Außenpolitisch schloss Alexander III. den Rückversicherungsvertrag mit Bismarck ab, wandte sich aber nach Bismarcks Rücktritt und der Nichtverlängerung des Vertrags Frankreich zu, mit dem 1892 die Russisch- Französische Militärkonvention geschlossen wurde. Am 4. Januar 1894 trat der Russisch- Französische Zweibund in Kraft.
Alexander III. starb im November 1894.
Zar Nikolaus II. 1894 - 1917
Innenpolitisch setzte Nikolaus II. die autokratische Innenpolitik zunächst fort.

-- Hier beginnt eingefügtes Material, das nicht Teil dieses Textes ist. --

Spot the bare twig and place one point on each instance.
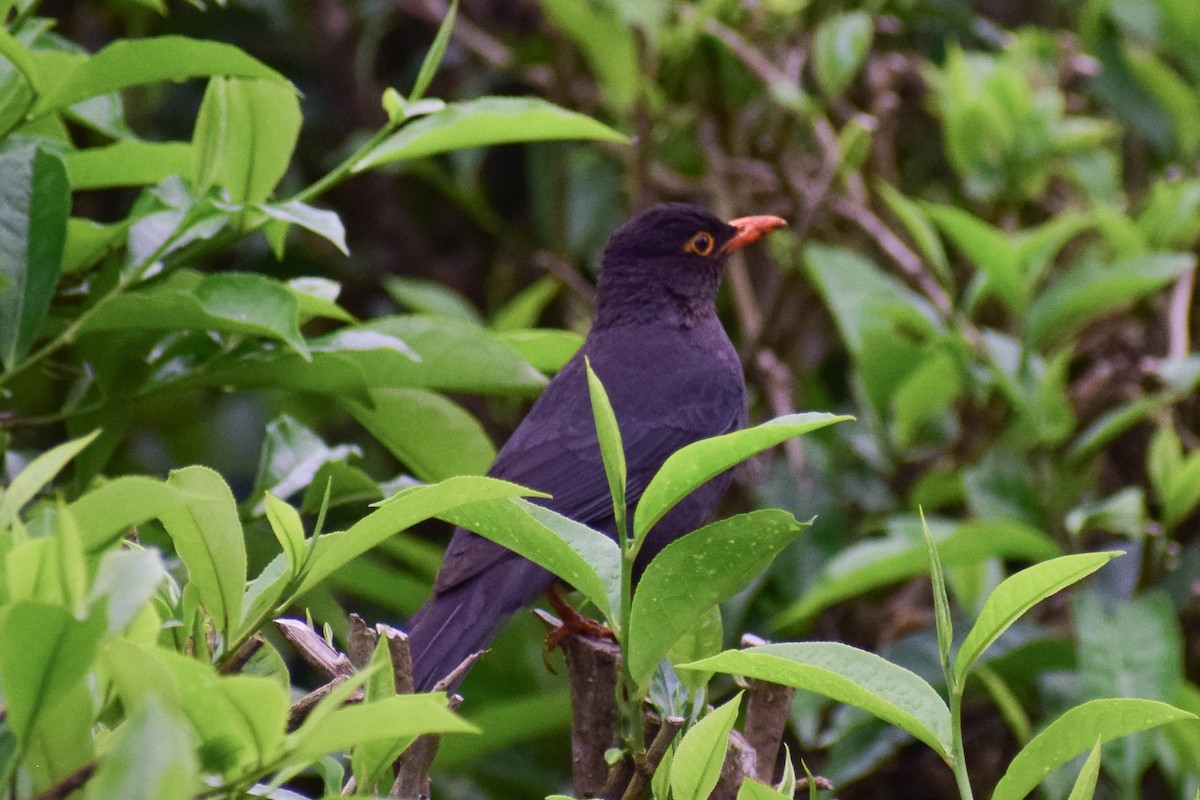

Russisch- Japanischer Krieg 1905
Außenpolitisch führte er 1904/05 den
Russisch- Japanischen Krieg. Es ging dabei
um den Einfluss beider Mächte in Korea und der Mandschrei. Die Russen hatten sich seit 1897 den Hafen
Port Arthur und den südlichen Teil der Liaodong-Halbinsel gesichert. Beides verlangte auch Japan, das sich nach dem Ersten Japanisch- Chinesischen Krieg 1894 in Korea festgesetzt hatte (Frieden von Shimonoseki).
Der Krieg endete mit einer russischen Niederlage in der Seeschlacht von Tsushima, wo die in den Fernen Osten zu Hilfe gesandte russische Ostsee- Flotte fast völlig vernichtet wurde. Im Vertrag von Portsmouth musste Russland Liaoyang und Port Arthur sowie die südliche Hälfte von Sachalin an Japan abgeben und sein Engagement in der Mandschurei beenden. Korea blieb im Einflussbereich von Japan, Reparationen wurden nicht bezahlt. Eine aufstrebende asiatische Nation hatte eine europäische Großmacht klar besiegt.

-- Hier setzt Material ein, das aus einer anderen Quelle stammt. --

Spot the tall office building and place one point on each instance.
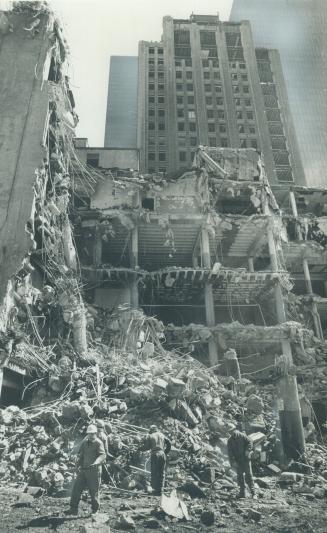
(204, 83)
(297, 28)
(121, 119)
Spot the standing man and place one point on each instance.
(239, 452)
(159, 446)
(90, 458)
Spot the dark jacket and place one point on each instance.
(156, 441)
(89, 452)
(238, 445)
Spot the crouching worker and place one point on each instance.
(89, 466)
(159, 446)
(239, 452)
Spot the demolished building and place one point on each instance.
(135, 291)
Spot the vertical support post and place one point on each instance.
(289, 405)
(251, 264)
(134, 264)
(315, 313)
(208, 298)
(97, 249)
(295, 214)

Die Erste Russische Revolution 1905 - 06
Innenpolitische Folge für Russland war die
Russische Revolution von 1905 -
06. Am Petersburger Blutsonntag im Januar 1905 wurde eine Massendemonstration von der Armee
zusammengeschossen, was zweihundert Menschenleben forderte. Die etwa 150.000 Demonstranten hatten für
Menschenrechte, Verfassung, wirtschaftliche Erleichterungen und den Achtstundentag demonstriert.
Nun enteigneten Bauern spontan Ackerland und es kam zu Streiks von Arbeitern in den Städten, die noch unter frühkapitalistischen Bedingungen lebten. Höhepunkt der Streikbewegung war der Eisenbahnerstreik im Oktober 1905. Berühmt wurde auch die Meuterei auf dem Panzerkreuzer Potemkin. Lenin sammelte Erfahrungen für sein Konzept der Rätediktatur.

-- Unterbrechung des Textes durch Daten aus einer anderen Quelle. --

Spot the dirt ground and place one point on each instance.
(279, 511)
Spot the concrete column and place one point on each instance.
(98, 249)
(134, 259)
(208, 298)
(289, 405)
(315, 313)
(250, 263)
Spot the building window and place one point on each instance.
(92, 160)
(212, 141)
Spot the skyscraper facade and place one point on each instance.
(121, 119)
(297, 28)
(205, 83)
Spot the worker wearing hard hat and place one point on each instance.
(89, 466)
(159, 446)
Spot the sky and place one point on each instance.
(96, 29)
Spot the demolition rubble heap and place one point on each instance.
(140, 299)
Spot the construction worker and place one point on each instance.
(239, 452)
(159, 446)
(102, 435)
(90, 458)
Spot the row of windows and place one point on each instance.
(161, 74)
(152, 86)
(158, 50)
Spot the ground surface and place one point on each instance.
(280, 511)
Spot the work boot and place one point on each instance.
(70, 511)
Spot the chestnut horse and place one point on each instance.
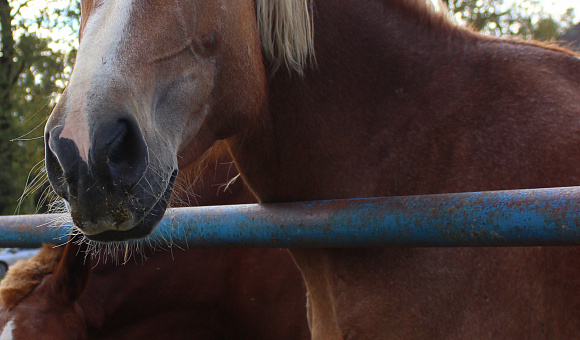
(327, 99)
(191, 294)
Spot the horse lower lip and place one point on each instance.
(120, 236)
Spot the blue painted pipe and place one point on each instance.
(498, 218)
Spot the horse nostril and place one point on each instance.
(121, 147)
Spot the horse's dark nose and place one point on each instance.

Mit dem Oktobermanifest von 1905 erlaubte der Zar bürgerliche Freiheitsrechte und die Einberufung einer Duma als Parlament. Im Ergebnis wurde Russland 1906 Konstitutionelle Monarchie mit einem starken Zaren, der Duma als Parlament und zunächst allgemeinem, später Zensuswahlrecht. Der Zar besaß ein Vetorecht gegenüber der Duma. Es gab keine Presse-, Versammlungs- und Koalitionsfreiheit.
Vor dem Ersten Weltkrieg. Februar- und Oktoberrevolution 1917
Triple- Entente 1907
1907 bereinigte Russland seine außenpolitischen Differenzen in Asien mit Großbritannien im Vertrag von Sankt- Petersburg. Dabei wurde Persien in eine nördliche russische, eine mittlere neutrale und eine südliche britische Zone geteilt. Afghanistan wurde wie ein britisches Protektorat behandelt, die Ansprüche Chinas auf Tibet wurden anerkannt, Tibet wurde also als neutral betrachtet. Der Vertrag führte zur Erweiterung der Entente Cordiale von 1904 zwischen Großbritannien und Frankreich zur Triple- Entente von 1907 und brachte die Isolierung Deutschlands weiter voran.
IM Ersten Weltkrieg kämpfte Russland auf Seiten der Entente. In der Februarrevolution von 1917 wurde der Zar gestürzt, im Oktober 1917 (nach altem russuschem Kalender) erfolgte der bolschewistische (= kommunistische) Umsturz unter Wladimir Iljitsch Lenin und Leo Trotzki.
Am 17. Juli 1918 wurde die Zarenfamilie von russischen Kommunisten in Jekaterinburg erschossen.